While working as an art critic once required a significant formal education, new technology and a bit of irreverent thinking can make you pass the job test with flying colors.

In 1996, Alan Sokal, a physics professor at New York University and University College London, perpetrated a publishing hoax that has come to be known as the Sokal Affair. Sokal was able to submit and publish a study liberally salted with nonsense in a highly-regarded, peer-reviewed journal.

The resulting scandal led to many opportunities. First, a number of seemingly intelligent computer programs appeared to make a parody of that defining moment. One was the Dada Engine, another was the Chomskybot, and many other variants popped all over the place. These engines produce imitations of human intelligence in forms of writing which are really undecipherable, much like art critique as we know it today. Now, here's three easy steps:

1.) Locate an image of an artwork in the public domain. These must be images available for reuse with a creative commons license. Check here: search.creativecommons.org/

2.) Run a number of online text generators:

http://pdos.csail.mit.edu/scigen/#about

http://dept.cs.williams.edu/~barath/systems-topic-...
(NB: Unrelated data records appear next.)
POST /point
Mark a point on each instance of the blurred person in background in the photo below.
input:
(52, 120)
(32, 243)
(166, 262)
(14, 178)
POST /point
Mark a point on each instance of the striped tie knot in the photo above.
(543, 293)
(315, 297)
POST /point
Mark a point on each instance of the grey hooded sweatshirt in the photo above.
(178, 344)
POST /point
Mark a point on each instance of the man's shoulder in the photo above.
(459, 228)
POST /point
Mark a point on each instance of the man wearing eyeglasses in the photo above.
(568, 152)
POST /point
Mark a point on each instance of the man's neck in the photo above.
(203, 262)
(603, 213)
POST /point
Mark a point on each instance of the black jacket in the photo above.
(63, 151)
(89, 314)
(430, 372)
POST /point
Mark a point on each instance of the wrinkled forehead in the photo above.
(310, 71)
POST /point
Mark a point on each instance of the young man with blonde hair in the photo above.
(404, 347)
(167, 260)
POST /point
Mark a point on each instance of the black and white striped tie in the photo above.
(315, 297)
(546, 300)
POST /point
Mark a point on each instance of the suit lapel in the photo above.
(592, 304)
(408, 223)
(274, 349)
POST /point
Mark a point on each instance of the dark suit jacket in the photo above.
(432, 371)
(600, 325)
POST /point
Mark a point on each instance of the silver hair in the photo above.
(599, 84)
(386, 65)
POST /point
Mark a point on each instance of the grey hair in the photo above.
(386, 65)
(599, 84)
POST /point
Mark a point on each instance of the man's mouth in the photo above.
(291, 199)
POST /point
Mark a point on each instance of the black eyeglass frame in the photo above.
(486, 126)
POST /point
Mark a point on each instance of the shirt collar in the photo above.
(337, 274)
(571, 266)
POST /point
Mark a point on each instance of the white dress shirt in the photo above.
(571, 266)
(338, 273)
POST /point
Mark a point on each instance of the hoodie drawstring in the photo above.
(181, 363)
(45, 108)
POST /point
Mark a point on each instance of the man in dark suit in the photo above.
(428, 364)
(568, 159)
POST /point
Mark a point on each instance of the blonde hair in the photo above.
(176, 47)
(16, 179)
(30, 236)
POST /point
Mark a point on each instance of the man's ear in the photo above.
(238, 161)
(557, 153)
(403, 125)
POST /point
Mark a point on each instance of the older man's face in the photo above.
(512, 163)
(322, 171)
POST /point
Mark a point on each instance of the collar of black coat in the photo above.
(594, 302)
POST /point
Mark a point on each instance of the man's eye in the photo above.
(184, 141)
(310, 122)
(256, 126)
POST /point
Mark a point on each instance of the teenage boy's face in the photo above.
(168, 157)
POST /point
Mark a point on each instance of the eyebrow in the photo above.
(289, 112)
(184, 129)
http://www.nadovich.com/chris/randprop/post-query....

3.) String and rehash the nonsense from these generators, link paragraphs with pithy statements, add a marvelous conclusion, and then you're off!

Example:

Identification and Significance of the Art Problem

A Bessel benchmark provides algorithmically the burdensomely state-of-the-art baseband that constructs, but above the binary malfunction is the microcode. Obviously, the pertinent subsystem is internet art, while the inverse downconverter, which speeds about the gallery, increases our disruption. An orthogonally conceptual wavefront, which increases indirectly, creates the wavelength, since a stochastic radiolocation diverges coincidentally. As the invulnerable eigenvalue, which formulates to the bandlimited countermeasure a quadratic wavelength, all decreases, including art, and the microprogrammed scintillation becomes an intrapulse grammar.

Does it make sense? A lot of art criticism is the writing of the undecipherable.